Boy: Dad, who's No. 5?
Dad: (Scanning the roster) Oh, just a guy who's not going to be on the team.

To be sure, Dad is right on. No. 5 that day was Cody Scates, a rookie punter/kicker who has no chance of making the roster with Patriots Kicker Adam Vinatieri placekicking and kicking off, and offseason signee Josh Miller doing the Pats' punting.

Watching the second offense operate with a quarterback rotation including third-year Rohan Davey, recent signee Kurt Kittner, and second-year Kliff Kingsbury, there were some notes worth mentioning. First, of the three, Davey was superior by leaps and bounds. This isn't news, necessarily, but he really stood out to this viewer, anyway.

Kittner, who's been cut since I attended a practice, looked like he would be cut. Under similar duress as Davey, he couldn't find a receiver. He routinely dumped the ball off to his safety valve. In short, he wasn't cutting it. Kingsbury had one recurring problem: the out pattern. He was either floating balls to the sideline in uncatchable places, or planting the ball at his receivers' feet on the outs. He found his middle receivers at short and intermediate depths fine, but just could not complete an out pattern. Definitely third-string material, if that.

Another note, not quarterback-related, regarded how the Pats used the fullback position, and Patrick Pass in particular. He was lining up short in the standard I-formation, and then motioning to an H-back position off the left tackle, and from there, moving right with the snap, each time the receiver, wide open, in the flat. An offensive wrinkle to beware of in the preseason? Moving fullbacks? Interesting stuff.

More interesting to me was the presence of Malaefou Mackenzie, in his second year from Southern California. Mackenzie lined up deep in the I in the tailback position on one play, at fullback in another, and wide left on yet another. Indeed, as both the fullback in motion (as described above) and the sideline receiver on an intermediate route, Mackenzie showed that he has hands. It seems unlikely that there is room for him on the roster, but a player who exhibits ability at several positions may sneak onto the roster, and perhaps even into the game plan.

Unfortunately, I didn't get to see much happen with the defense, whether by a strange coincidence that they working far away from me much of the time, or that I was intrigued by the offensive wrinkles being used and trying to determine just how many receivers the Pats would actually keep on the roster. They currently have too many, but could use them all.

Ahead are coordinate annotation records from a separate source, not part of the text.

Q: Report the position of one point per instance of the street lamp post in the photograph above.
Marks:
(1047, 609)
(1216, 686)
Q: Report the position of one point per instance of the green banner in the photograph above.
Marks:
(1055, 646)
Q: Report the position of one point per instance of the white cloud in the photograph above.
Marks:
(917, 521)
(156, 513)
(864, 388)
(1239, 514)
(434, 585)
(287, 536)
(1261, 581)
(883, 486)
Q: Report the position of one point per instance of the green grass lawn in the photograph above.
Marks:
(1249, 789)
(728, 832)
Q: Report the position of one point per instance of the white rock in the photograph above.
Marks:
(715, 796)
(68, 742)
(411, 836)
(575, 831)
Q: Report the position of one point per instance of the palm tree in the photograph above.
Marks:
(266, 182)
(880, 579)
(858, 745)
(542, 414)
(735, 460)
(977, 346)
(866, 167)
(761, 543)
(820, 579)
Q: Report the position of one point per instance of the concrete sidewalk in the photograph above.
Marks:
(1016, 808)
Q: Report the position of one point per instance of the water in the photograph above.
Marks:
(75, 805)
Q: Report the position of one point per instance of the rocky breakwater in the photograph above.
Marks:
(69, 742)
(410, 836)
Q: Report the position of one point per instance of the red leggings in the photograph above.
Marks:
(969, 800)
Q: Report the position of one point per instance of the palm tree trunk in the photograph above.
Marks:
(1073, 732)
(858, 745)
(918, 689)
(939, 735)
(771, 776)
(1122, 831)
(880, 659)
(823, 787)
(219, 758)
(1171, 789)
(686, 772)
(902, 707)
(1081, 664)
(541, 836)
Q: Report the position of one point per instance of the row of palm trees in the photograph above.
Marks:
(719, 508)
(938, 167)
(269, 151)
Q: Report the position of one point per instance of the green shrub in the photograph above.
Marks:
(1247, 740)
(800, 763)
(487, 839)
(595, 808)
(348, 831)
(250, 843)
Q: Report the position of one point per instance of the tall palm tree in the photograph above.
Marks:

Elsewhere in the National Football League, a could-of-been-great running back retires because he enjoys pot too much to give it up? Worse news for South Florida football fans, their behemoth of a receiver, David Boston, is out for the season. And, news from the Dolphins training camp seems to just get worse every day, with players complaining about the offensive system, and neither Jay Fiedler nor A.J. Feeley proving to anyone that they want to be the starting quarterback.

Being that my days are spent in AFC East territory, it's with some suspicion that I view the relative silence coming from the Buffalo Bills training camp. Early talk centered around a rejuvenated Drew Bledsoe, but little has made the national stage, or even the regional stage, since. Perhaps they've simply been drowned out by the toilet flushing on the Dolphins' season.